‘SWAN LAKE’. ‘DON QUIXOTE’ AT THE ROYAL OPERA HOUSE. LONDON
At the beginning of the lakeside scene in the Mariinsky Ballet’s production of Swan Lake, tiny mechanical swans stagger jerkily across a painted backdrop. But the second these stage toys are replaced by graceful ballerinas, kitsch is superseded by something close to holiness.
It’s a moment of magic that might serve as a metaphor for a production that is a compelling mixture of the old-fashioned and the divine. The original choreography by Petipa and Ivanov was revised in 1950. It has a happy ending that involves the onstage destruction of the evil Rothbart’s costume, leaving him without a sleeve and writhing on the floor while the bewitched Odette and her handsome Prince Siegfried stand triumphant. Mime has been pared back. The Queen Mother looks like a Disney princess in a pointy wimple.

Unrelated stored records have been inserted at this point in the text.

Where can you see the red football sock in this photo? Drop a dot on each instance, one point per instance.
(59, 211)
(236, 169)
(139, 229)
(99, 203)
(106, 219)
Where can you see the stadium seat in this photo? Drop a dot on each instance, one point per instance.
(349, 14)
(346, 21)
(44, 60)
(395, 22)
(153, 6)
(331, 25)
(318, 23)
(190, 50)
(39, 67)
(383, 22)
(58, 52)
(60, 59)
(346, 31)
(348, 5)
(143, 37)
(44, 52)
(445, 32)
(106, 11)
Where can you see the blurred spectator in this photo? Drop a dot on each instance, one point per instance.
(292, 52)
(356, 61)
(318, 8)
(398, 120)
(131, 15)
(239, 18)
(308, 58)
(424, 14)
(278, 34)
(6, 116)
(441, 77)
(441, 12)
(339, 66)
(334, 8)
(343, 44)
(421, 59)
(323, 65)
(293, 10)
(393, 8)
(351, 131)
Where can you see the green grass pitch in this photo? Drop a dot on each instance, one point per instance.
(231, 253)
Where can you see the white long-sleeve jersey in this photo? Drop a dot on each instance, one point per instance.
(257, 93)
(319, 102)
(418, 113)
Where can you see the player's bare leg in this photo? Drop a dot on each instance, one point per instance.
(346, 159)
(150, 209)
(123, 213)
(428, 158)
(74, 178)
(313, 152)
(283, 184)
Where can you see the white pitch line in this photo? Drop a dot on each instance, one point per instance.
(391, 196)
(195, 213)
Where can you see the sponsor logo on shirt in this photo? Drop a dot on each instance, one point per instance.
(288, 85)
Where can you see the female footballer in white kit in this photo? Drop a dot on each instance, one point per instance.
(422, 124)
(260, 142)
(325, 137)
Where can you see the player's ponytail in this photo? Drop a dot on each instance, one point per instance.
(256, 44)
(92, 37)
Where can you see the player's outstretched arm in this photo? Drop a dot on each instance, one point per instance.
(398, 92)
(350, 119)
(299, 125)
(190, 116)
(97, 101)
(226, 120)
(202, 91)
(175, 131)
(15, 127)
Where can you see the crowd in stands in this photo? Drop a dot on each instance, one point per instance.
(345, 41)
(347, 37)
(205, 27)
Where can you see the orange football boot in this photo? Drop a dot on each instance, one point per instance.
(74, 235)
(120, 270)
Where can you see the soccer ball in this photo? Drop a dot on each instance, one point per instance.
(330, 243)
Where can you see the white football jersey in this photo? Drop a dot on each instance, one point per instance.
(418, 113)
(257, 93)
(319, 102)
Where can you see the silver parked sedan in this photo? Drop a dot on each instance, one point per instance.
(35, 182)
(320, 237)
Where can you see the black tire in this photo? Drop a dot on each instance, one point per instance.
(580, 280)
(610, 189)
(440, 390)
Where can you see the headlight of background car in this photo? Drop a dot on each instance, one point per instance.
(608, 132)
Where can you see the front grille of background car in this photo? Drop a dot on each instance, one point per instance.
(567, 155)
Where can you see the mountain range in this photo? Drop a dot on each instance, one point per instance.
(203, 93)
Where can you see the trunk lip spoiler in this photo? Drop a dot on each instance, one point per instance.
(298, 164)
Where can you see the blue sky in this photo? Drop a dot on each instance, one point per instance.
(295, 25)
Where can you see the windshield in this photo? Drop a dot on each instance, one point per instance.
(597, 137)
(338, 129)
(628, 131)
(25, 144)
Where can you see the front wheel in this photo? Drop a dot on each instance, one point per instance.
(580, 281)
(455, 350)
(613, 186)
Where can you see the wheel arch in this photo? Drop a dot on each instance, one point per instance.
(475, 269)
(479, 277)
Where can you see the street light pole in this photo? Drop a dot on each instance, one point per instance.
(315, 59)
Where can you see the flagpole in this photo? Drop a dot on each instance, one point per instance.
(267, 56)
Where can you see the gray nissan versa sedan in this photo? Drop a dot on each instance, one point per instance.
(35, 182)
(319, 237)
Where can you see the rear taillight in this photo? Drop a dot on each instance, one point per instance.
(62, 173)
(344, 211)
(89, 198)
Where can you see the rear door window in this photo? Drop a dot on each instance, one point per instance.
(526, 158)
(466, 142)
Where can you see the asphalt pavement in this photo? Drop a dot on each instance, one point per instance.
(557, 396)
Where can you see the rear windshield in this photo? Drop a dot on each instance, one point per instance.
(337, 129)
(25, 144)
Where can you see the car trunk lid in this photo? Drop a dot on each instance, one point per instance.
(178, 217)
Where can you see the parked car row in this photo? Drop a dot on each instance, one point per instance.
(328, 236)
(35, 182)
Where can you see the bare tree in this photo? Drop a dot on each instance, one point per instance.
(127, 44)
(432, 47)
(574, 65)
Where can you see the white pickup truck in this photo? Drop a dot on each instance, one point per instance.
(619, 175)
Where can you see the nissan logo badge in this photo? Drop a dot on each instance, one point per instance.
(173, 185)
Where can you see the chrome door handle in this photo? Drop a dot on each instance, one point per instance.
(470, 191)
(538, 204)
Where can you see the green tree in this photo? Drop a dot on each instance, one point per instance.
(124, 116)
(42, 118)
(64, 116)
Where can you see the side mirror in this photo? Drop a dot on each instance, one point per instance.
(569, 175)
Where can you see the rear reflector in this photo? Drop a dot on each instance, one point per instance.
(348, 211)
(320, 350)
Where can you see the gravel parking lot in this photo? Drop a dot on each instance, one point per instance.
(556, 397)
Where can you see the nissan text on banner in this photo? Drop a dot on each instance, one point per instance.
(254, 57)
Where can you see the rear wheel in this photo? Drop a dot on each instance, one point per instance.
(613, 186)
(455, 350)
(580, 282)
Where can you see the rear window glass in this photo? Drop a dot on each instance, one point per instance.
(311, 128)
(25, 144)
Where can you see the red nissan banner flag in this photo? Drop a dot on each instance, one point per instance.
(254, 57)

Yet it’s a wonder. When those swan girls of the corps de ballet swoop across the stage in flawless, absolutely understood unison, creating a fretwork of perfectly placed legs and arms, heads and hands delicately inclined and shaped, you reach the heart of why a visit to London by the Mariinsky is such an event, and why it is one of the world’s great ballet companies.
A late injury meant that the first cast Odette/Odile was Viktoria Tereshkina, one of this generation’s most complete ballerinas. The strength of her technique, her sheer physical justness, means that she takes every technical challenge in her stride. The shapes she makes as she floats her leg in arabesque and attitude seemed carved in the air; her arms are so fluid and so sensuously defined they appear to be in constant motion.

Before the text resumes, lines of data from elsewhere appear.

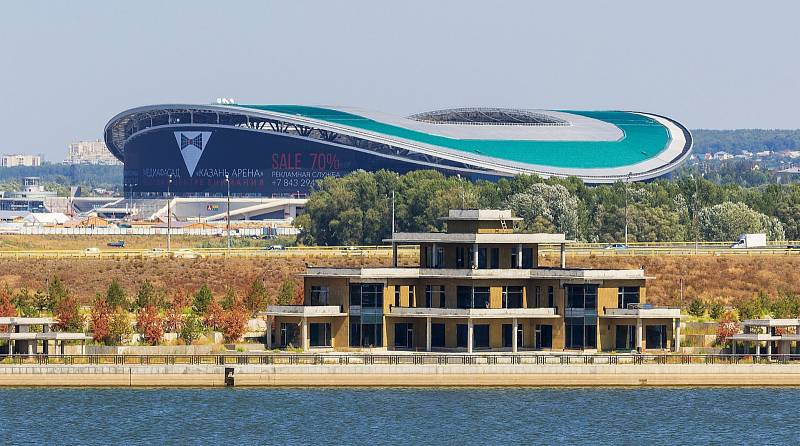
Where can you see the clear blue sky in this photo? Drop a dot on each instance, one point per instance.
(68, 66)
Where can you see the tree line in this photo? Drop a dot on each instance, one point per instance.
(356, 209)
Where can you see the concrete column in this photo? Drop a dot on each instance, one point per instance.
(514, 335)
(428, 334)
(470, 340)
(638, 334)
(268, 320)
(304, 334)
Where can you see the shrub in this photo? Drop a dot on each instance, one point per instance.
(150, 325)
(115, 295)
(100, 318)
(191, 328)
(202, 299)
(697, 308)
(715, 310)
(234, 324)
(68, 317)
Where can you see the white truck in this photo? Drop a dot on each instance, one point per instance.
(751, 241)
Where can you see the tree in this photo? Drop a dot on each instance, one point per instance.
(234, 324)
(119, 328)
(191, 328)
(146, 295)
(25, 303)
(56, 292)
(68, 317)
(214, 316)
(202, 299)
(115, 295)
(257, 297)
(726, 221)
(286, 292)
(100, 318)
(230, 300)
(547, 208)
(697, 308)
(150, 325)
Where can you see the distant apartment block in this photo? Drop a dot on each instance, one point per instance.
(15, 160)
(90, 152)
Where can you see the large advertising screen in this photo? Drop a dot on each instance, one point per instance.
(257, 163)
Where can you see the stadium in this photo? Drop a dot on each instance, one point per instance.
(279, 151)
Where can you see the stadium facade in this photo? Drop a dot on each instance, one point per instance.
(281, 150)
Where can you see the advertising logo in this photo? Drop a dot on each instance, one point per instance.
(191, 145)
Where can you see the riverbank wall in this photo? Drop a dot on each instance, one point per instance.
(403, 375)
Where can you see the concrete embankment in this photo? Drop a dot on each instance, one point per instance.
(402, 375)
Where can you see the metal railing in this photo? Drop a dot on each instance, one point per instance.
(400, 359)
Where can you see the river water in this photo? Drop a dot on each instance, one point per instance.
(400, 415)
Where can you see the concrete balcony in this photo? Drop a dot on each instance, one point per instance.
(474, 313)
(304, 310)
(642, 313)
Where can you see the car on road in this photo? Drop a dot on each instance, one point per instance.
(616, 246)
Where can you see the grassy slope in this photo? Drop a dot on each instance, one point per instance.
(723, 278)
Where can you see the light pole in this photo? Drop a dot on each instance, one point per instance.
(228, 183)
(169, 213)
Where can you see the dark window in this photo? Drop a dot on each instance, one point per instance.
(366, 294)
(434, 296)
(319, 335)
(404, 335)
(512, 297)
(464, 296)
(319, 295)
(544, 336)
(461, 335)
(481, 258)
(581, 296)
(655, 336)
(480, 297)
(437, 335)
(527, 258)
(290, 335)
(480, 335)
(627, 295)
(495, 260)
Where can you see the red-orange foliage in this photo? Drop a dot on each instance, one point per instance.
(150, 325)
(234, 324)
(101, 320)
(7, 308)
(173, 320)
(68, 316)
(215, 316)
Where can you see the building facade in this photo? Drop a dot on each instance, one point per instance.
(90, 152)
(478, 286)
(19, 159)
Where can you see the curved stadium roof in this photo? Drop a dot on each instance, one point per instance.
(596, 146)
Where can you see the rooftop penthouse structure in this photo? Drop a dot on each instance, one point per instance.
(35, 335)
(478, 286)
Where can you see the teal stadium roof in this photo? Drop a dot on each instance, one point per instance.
(596, 146)
(642, 138)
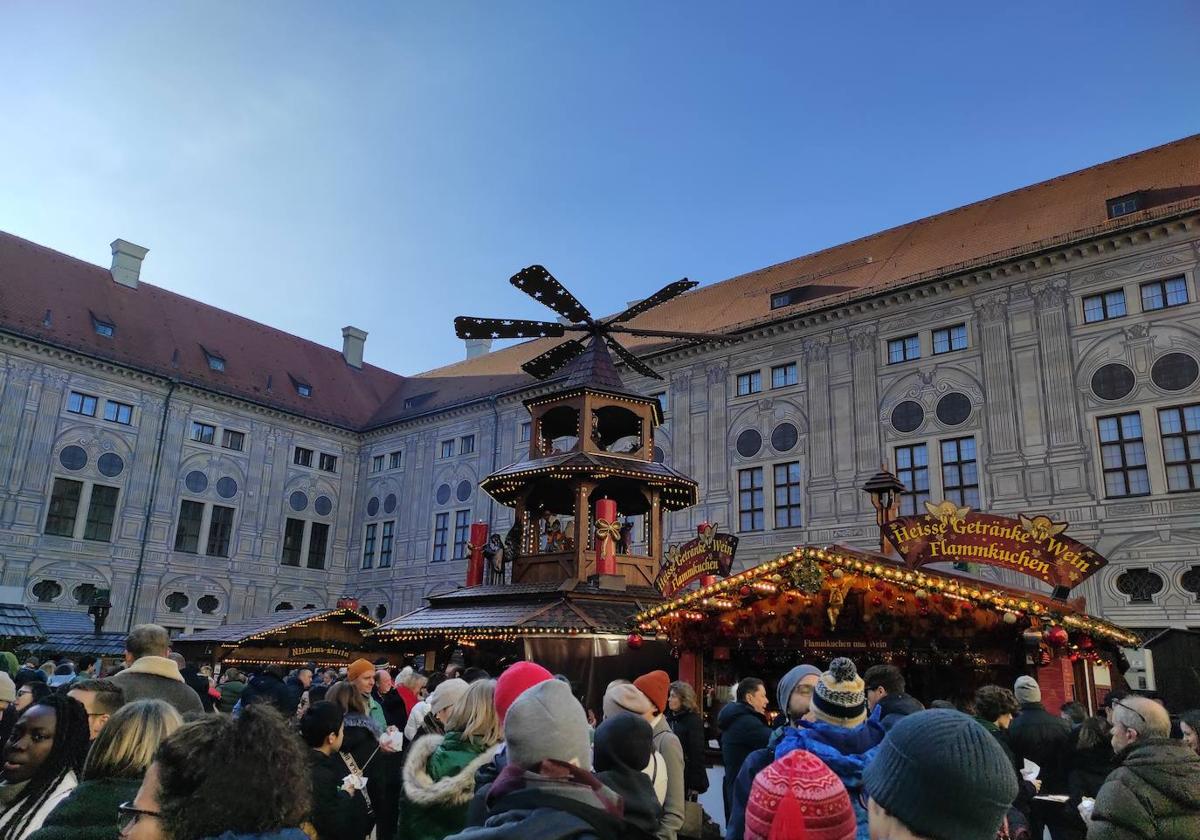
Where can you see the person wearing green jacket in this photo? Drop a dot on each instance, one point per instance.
(439, 771)
(112, 774)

The role of Prince Siegfried was brilliantly danced by Xander Parish, the British dancer, who was made a company principal after starring with the dazzling Viktoria Tereshkina.
The opening performance of Don Quixote was also led by Tereshkina. She was partnered by Kimin Kim, the South Korean dancer. He is sensational as Basil, with light, sharp elevation and genial charm.